CIEH’s leading sustainable events venue 15 Hatfields is supporting a London scheme to cut plastic waste by joining a network of water bottle refill stations. 

The network includes shops and businesses around London who are part of the ‘refill’ initiative in a bid to cut the number of plastic water bottles going to landfill each year.

It means the 15 Hatfields along with other participating outlets will have a ‘refill’ sticker in its window letting people know they are welcome to ask to fill up with free tap water.

The scheme also provides a free app that will list all location in London along with 5,700 refill locations across the UK offering free water. The objective is to stop people needlessly buying bottled water by enabling them to refill their own water flask. 

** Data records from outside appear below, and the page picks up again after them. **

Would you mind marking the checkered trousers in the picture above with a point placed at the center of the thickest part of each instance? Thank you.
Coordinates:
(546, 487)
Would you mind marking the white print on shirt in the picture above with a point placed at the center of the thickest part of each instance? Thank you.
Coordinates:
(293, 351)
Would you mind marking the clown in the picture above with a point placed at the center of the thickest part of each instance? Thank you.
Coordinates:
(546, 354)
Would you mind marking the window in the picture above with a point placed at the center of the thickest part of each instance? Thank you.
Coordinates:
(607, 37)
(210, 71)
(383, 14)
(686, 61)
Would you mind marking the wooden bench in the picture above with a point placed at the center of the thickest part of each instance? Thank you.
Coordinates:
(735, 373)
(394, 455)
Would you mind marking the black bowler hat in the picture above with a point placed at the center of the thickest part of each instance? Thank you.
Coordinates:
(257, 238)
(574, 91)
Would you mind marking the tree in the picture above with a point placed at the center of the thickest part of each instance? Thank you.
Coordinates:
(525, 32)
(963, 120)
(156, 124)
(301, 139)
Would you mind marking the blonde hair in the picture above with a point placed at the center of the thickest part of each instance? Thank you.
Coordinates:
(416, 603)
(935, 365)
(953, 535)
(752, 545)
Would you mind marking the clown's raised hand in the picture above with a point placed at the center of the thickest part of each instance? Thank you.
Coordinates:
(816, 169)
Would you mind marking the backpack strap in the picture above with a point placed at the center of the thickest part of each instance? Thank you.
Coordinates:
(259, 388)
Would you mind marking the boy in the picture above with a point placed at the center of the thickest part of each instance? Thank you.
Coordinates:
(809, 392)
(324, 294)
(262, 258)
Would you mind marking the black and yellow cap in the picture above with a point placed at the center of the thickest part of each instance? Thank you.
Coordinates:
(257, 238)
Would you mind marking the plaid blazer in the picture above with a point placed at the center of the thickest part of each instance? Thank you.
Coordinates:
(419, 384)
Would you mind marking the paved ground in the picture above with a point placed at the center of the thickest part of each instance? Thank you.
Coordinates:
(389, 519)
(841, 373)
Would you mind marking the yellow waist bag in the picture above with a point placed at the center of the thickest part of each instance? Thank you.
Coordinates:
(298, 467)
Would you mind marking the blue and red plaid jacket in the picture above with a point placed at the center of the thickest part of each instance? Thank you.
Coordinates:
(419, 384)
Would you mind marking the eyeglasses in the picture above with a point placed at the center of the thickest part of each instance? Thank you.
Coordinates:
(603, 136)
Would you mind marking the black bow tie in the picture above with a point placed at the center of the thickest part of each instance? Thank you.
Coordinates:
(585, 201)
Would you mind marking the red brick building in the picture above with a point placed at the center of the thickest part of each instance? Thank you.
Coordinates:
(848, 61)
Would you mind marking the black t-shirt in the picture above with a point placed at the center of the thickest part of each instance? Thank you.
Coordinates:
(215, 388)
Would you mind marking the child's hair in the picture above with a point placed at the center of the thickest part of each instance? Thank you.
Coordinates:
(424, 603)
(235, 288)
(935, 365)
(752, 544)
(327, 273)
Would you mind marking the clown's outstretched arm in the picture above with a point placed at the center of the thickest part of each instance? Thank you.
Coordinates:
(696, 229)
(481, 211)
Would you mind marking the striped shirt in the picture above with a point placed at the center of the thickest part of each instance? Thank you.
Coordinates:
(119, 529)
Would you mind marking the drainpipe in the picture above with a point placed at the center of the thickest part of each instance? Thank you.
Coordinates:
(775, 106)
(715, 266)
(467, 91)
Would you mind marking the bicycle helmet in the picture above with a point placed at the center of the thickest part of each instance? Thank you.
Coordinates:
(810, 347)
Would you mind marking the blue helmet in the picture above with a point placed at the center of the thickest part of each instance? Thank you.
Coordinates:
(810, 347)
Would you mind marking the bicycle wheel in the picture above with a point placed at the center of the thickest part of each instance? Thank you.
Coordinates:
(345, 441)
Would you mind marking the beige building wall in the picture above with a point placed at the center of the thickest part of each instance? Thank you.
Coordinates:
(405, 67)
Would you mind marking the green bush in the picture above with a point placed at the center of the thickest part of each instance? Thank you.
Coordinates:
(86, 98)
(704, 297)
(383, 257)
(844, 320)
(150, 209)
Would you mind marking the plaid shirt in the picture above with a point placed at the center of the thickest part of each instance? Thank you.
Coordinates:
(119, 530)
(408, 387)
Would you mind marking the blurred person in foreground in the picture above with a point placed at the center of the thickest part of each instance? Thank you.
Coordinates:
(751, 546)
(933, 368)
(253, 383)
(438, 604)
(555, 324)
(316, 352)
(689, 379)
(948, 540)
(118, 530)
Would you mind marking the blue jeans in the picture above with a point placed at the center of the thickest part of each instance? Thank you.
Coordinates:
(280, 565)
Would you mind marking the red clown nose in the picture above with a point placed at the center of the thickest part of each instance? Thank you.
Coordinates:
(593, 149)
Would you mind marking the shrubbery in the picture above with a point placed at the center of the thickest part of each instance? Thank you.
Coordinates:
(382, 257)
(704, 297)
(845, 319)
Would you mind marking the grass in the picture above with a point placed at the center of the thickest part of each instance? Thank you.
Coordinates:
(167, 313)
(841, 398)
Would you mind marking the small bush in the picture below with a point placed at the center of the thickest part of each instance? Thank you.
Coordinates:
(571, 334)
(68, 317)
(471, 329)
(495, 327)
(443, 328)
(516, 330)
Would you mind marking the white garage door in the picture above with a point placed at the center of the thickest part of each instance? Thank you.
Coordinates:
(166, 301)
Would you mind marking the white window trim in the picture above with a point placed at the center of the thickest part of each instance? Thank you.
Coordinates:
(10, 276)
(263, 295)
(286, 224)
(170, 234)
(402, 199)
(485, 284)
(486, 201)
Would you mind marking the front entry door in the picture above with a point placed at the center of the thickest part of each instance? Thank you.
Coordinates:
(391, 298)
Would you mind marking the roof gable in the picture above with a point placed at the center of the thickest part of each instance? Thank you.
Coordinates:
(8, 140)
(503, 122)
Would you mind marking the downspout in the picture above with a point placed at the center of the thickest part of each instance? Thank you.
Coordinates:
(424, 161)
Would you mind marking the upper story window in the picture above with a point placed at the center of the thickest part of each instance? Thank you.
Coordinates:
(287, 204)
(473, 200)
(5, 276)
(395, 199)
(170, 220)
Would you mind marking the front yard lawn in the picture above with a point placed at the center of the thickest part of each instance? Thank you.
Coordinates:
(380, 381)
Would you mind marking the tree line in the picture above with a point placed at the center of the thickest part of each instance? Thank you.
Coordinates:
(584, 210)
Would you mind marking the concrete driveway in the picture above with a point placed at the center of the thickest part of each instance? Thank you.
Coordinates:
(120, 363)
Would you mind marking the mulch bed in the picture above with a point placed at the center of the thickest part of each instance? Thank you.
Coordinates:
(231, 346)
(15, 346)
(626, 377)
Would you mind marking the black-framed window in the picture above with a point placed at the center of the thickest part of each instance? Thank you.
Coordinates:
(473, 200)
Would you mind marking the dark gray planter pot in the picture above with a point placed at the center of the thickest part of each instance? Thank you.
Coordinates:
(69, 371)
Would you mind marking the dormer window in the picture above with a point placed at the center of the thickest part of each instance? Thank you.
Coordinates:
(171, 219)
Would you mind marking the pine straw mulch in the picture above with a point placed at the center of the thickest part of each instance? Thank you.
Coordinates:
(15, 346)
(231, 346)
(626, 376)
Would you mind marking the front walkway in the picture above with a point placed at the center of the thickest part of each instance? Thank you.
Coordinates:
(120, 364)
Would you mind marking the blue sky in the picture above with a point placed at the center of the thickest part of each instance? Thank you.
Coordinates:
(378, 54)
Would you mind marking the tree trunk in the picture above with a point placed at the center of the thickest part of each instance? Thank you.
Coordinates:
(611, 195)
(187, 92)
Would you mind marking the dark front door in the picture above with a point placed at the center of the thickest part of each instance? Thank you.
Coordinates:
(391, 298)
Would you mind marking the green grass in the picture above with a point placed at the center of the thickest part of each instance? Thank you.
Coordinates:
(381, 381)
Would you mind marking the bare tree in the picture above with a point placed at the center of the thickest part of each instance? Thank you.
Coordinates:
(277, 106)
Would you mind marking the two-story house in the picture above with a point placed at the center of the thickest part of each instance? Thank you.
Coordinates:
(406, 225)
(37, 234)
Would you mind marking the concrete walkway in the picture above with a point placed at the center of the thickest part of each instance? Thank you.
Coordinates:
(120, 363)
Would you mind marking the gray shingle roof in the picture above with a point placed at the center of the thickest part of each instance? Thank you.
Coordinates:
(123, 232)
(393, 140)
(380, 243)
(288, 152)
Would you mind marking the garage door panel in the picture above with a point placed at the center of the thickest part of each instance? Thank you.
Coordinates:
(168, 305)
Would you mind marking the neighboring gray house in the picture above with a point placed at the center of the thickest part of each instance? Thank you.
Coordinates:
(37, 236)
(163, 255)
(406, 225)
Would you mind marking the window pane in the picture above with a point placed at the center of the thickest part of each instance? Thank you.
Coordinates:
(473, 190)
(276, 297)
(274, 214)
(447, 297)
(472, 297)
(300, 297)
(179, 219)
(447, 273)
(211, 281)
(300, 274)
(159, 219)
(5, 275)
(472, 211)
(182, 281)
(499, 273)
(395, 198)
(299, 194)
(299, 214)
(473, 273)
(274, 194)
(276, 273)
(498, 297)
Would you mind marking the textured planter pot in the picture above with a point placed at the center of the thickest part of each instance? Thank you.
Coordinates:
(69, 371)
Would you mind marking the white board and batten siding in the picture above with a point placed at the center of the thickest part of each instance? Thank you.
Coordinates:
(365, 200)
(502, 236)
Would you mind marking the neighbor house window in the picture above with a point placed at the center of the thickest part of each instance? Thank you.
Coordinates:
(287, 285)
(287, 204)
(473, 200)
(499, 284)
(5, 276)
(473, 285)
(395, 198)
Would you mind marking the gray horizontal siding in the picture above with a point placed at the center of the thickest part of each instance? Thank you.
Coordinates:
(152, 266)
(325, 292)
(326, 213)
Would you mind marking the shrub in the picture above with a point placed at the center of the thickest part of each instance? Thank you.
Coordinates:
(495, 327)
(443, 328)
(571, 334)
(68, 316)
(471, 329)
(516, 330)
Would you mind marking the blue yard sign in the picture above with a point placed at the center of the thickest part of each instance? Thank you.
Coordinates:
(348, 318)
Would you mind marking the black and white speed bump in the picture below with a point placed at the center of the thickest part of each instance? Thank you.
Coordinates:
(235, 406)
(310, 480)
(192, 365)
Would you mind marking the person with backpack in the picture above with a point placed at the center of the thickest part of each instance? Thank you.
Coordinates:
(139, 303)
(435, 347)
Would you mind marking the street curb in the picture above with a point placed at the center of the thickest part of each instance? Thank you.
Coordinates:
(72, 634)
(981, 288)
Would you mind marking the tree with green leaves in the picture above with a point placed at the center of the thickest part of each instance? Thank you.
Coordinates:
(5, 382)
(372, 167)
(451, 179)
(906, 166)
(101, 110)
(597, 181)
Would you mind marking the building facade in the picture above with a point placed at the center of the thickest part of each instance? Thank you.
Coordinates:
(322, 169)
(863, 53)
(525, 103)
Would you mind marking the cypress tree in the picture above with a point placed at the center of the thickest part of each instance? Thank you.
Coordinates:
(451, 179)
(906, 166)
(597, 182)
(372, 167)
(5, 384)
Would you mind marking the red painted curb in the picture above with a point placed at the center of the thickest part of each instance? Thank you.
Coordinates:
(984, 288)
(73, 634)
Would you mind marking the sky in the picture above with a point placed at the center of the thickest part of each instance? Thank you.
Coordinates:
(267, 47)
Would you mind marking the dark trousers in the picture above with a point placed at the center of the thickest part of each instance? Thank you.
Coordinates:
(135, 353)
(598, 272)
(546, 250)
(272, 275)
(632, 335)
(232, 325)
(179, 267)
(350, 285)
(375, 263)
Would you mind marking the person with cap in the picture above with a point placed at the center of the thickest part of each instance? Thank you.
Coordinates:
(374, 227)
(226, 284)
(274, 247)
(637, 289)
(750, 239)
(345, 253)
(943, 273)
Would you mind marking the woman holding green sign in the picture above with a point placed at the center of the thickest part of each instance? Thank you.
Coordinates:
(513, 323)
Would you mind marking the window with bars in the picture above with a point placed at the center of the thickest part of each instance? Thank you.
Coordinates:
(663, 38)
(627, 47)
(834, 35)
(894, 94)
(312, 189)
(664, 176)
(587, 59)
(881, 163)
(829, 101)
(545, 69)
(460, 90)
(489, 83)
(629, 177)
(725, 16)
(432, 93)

The average adult Londoner buys three plastic water bottles each week mounting to 175 bottles per person per year. It is estimated that 7.7billion plastic bottles are bought across the UK each year many of which become part of the single use plastic waste stream.  

CIEH chief executive Anne Godfrey said: ‘I am incredibly proud to be supporting Refill London. The problem of mass and unsustainable plastic consumption in our society is fast becoming a crisis

‘Plastic contamination of the natural environment can have a range of negative effects, with concerns growing that our food chain is now being affected.’

Five areas in London are to trial the new initiative at around 65 locations including Tate Modern, Costa Coffee and the food outlet Leon.

Part of the London Mayor’s plans to cut single use plastic across the capital the initiative is being run by Thames Water and City to Sea a campaign group set up to help stop ocean pollution.

The production of bottled water is around 500 times more carbon intensive than tap water. London plans to send no biodegradable or recyclable waste to landfill by 2026. The mayor is considering a plastic bottle deposit return scheme.

Countries that have adopted similar schemes have seen plastic bottle recycling rates increase by 90 per cent. 

‘We all need to try harder to cut the excessive use of single-use plastic bottles, cups and cutlery that can end up pointlessly overflowing our landfill sites, finding their way into our oceans and harming our environment,’ said London mayor Sadiq Khan.   

‘I hope that even more businesses sign up to the scheme to help Londoners make small but significant steps, like refilling our bottles, to drive down plastic waste.’ 

The five areas where the scheme operates are: Greenwich town centre, Lewisham High St, the Southbank and Bankside, Regent St and London Bridge.